New Strategies for a High-Growth Team
SUMMARY
The Fraud ML team within a massive telecommunications company had been successful to the point of outpacing themselves – rapid growth called for change.
The lead executive, like her team, was stretched thin and didn’t know where to begin on a new path forward.
The challenge for Hop was to gain a clear understanding of existing bottlenecks and tensions, and build consensus across a large number of stakeholders on a strategy to resolve them.
This engagement allowed our client to evolve the strategy for her team to increase efficiency, reduce potential points of failure, and steer away from burnout toward continued success.
THE COMPANY
Our client is a well-known Fortune 10 multinational telecommunications company. With a robust Fraud ML team that has been tremendously impactful within the organization, our client had experienced rapid growth as a result of their success, and their processes and platform hadn’t kept up. The lead executive of the team engaged Hop to advise on the best path forward – it was obvious that something needed to change, but what exactly? And where to begin?
THE CHALLENGE
As sometimes happens with successful ML teams, rapid growth had resulted in our client’s team members being stretched thin. There were many single points of failure, and models were not getting into production quickly enough to demonstrate the ROI of the investment in hiring. Minor updates were taking months, knowledge was siloed, and the engineering teams were burned out. Everyone was doing good work, but organizationally there was friction, both for those doing the work and for those consuming it. Our primary challenge was to figure out a strategy for accelerating the velocity of this team.

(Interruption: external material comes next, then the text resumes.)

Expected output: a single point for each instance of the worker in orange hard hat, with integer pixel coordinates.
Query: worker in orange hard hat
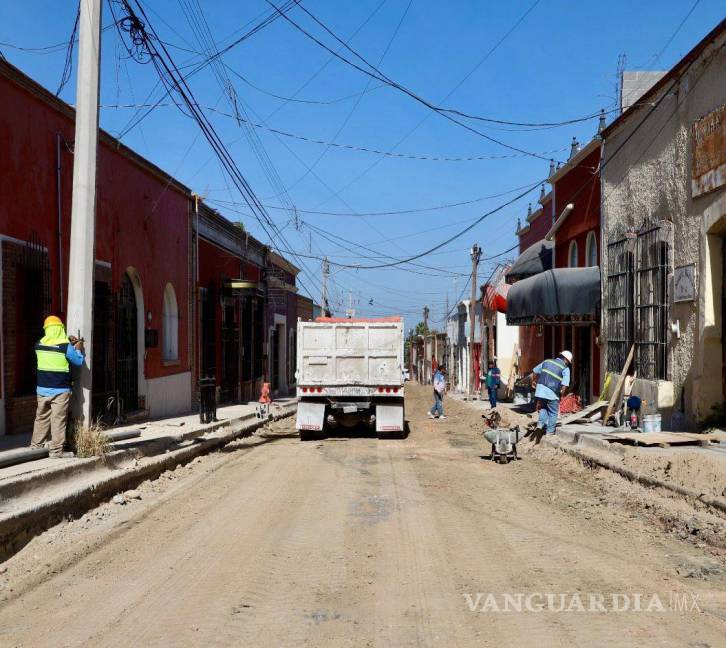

Implementing any strategy successfully depended upon consensus within our client’s organization, amongst many different perspectives at all levels on problems and solutions. Gaining an understanding of all of these individual views from such a large and busy team presented a challenge in itself; creating collaboration and alignment was the next hurdle.
THE APPROACH
Our approach for increasing a team’s velocity begins with studying the lifecycle of models and data. How does this team go from research idea to impact? Who do they need to convince, how do they set up experiments, and what data and compute resources are needed? How do they drive results towards becoming a functioning part of the ecosystem? Answering such questions for models that had come to production, as well as those being refreshed or extended, illuminated the end-to-end processes for this team. From that standpoint, sources of friction became more apparent.
Before solving any problems that had been surfaced, it was important to review findings with all stakeholders to create alignment. Data scientists came to see more clearly downstream issues, engineers realized where their workflow created a bottleneck, and management gained a better understanding of where investment could have the greatest ROI.
Our next step was to design solutions with the relevant stakeholders. What we often find is that once there’s alignment on high-priority friction points and why they’re important to an organization’s overall effectiveness, solutions move along more quickly. People bring their own expertise and creativity to smooth the path toward the ultimate vision, making tweaks along the way to accelerate the timeline. In our client’s case, one example of this showed up in an opportunity to repurpose an existing cost-cutting effort by the cloud infrastructure team to support machinery for the data scientists – a minor extra effort that wouldn’t have been possible without larger awareness of a common goal.
THE RESULTS
It can be difficult to step back and reflect on strategy and a larger focus when you’re leading a fast-growing, high-impact team. This engagement gave our client the space to do this. The original strategy that had spurred rapid growth was now outdated – we helped our client to rearticulate the strategy in the context of the larger team, allowing for more efficient and comprehensive teamwork. The reorganization of subteams into larger groups with multiple leads also reduced potential points of failure.
The ultimate result of our work was the alignment around a path away from pain and burnout for a large team with great potential, reinvigorating and empowering them in their work and the future impact they’ll have in the organization.